In this project they want to relieve the individual power consumption caps in certain conditions. These conditions are typically the hours before and after the early-morning power peaks. In this way, Westland Infra Netbeheer expect they can persuade their industrial customers to spread their demand, which would mitigate the need to upgrade their network — an expensive operation. At the same time it also allows the customer to occasionally exceed their contracted maximum power demand without additional costs, so it’s a win-win situation.
In order to decide if a (randomly selected) group of customers are assigned the “green light” for the extra power consumption Westland Infra Netbeheer have to predict when the demand peak will occur. Based on this prediction the exact time slots for the green light assignment is made. They need a forecast window of roughly 36 hours ahead.
Westland Infra Netbeheer asked us first to analyse the historical power consumption data. They had a historical time series of the past seven years, consisting of the aggregated power consumption (in MWh) per 15-minute interval. Not exactly what you would call Big Data, but qualitatively a nice data set.
First a general note on time series prediction. When forecasting a time series there are two important aspects. There are often global patterns that are repetitive and predictable. When the time interval of a cyclic pattern is constant it is referred to as “seasonal”, as opposed to e.g. business cycles. But there are also “local” influences that determine the trend of a time series, like the temperature or the values of the recent past. This dependence on the recent past is called autoregression. Making a reliable forecast is all about modelling the seasonal and the local aspects properly.
When we looked into the data set it quickly became apparent that this data had three cyclic components.
First of all, there was the yearly cycle. During the winter more power was consumed compared to the summer. This makes sense because many agricultural companies in the area use it to heat their greenhouses.
Secondly, the weekly cycle indicated that there was a lower demand during weekends. But also during the week there were noticeable differences between e.g. a typical Monday and Tuesday. The magnitude of this cyclic component however is the smallest of the three.
Thirdly, during the day the electricity usage obviously also isn’t constant. During the night there is a constant demand with a peak at around 6 am. During the day the demand is typically negative due to a return of electricity by solar panels or Combined Heat & Power (CHP) installations.
These three repetitive patterns could explain a big part of the demand curve. From a signal processing point of view it now seems straightforward: just filter out these three “frequencies” and what you end up with is the local influence. However, these patterns turned out to be dependent on each other: a daily pattern in January looks very different from a daily pattern in July. This is important because standard forecasting methods assume that there is only a single seasonal component and that it is constant. And we have three seasonal components that are dependent on each other. So we had to improvise.

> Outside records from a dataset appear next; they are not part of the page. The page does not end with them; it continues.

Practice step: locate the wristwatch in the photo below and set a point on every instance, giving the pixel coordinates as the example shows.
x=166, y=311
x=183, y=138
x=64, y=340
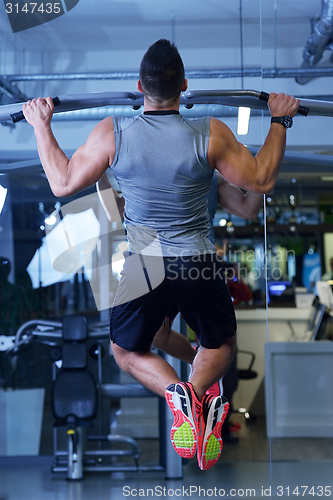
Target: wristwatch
x=286, y=121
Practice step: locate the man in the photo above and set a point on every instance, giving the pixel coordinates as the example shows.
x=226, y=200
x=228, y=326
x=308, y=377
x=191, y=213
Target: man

As a simple forecasting method we chose to first “manually” remove the seasonal components, then use a standard autoregression model (Arima) to train the model on local effects, then predict the next few hours, and finally add the seasonal components back.

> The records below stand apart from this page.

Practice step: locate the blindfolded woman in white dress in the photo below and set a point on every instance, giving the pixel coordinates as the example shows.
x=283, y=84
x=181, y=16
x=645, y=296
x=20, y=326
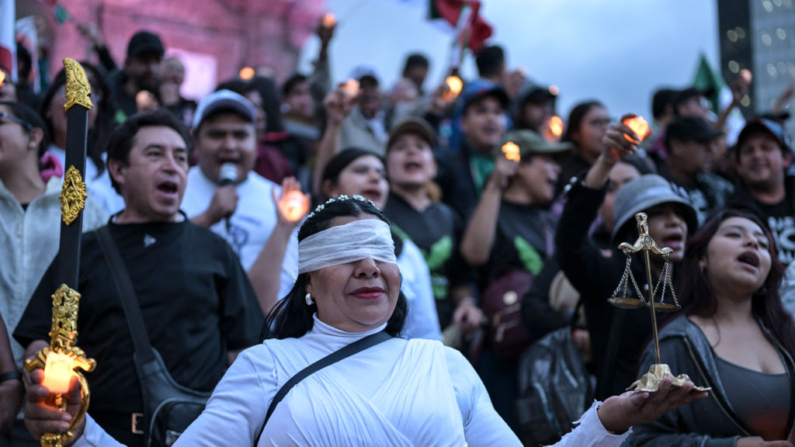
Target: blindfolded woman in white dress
x=397, y=392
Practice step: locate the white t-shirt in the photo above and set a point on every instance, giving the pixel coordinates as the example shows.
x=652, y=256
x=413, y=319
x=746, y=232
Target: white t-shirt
x=98, y=187
x=422, y=320
x=250, y=226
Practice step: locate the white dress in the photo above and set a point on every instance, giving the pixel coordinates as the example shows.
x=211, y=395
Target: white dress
x=422, y=320
x=398, y=393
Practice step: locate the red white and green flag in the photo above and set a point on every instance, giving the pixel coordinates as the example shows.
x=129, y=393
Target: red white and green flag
x=461, y=14
x=8, y=46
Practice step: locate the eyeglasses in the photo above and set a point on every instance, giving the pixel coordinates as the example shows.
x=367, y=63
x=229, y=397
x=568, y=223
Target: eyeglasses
x=7, y=117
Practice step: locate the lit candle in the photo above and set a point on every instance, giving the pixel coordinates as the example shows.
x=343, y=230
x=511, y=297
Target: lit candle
x=246, y=73
x=57, y=372
x=455, y=84
x=351, y=88
x=328, y=20
x=294, y=205
x=556, y=126
x=143, y=99
x=746, y=75
x=511, y=151
x=640, y=126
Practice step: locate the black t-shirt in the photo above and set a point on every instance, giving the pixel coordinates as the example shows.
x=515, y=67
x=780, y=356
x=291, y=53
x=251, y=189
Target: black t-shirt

In order to capture the changing daily pattern we calculated the average day pattern per month. In this way we could simply subtract the average day pattern of the corresponding month. Though a bit rough, it did prove to be reasonably accurate and easy to implement.
The autoregression step basically expresses the expected value of the next value as a linear combination of the previous ones. During the training phase the optimal weights are estimated by regression. In the prediction phase the future values are iteratively calculated based on these weights.
We ended up with a simple model that performed well and took relatively little time to implement. During development we could easily navigate our way through the maze of parameter choices because the model was so intuitive. But above all it was transparent for the client.
The alternative of course was some kind of Deep Learning black box. Would it have outperformed our handcrafted model? Possibly. But then we would still have spent lots of hours experimentally tuning the model architecture and its parameters. And from the outside “the AI” is always an oracle that never answers the questions “why?” and “how?”.
So yes, we have learned that a simple methodology can have benefits over a more sophisticated one. Especially if the “simple” way is exactly as powerful as you need it to be.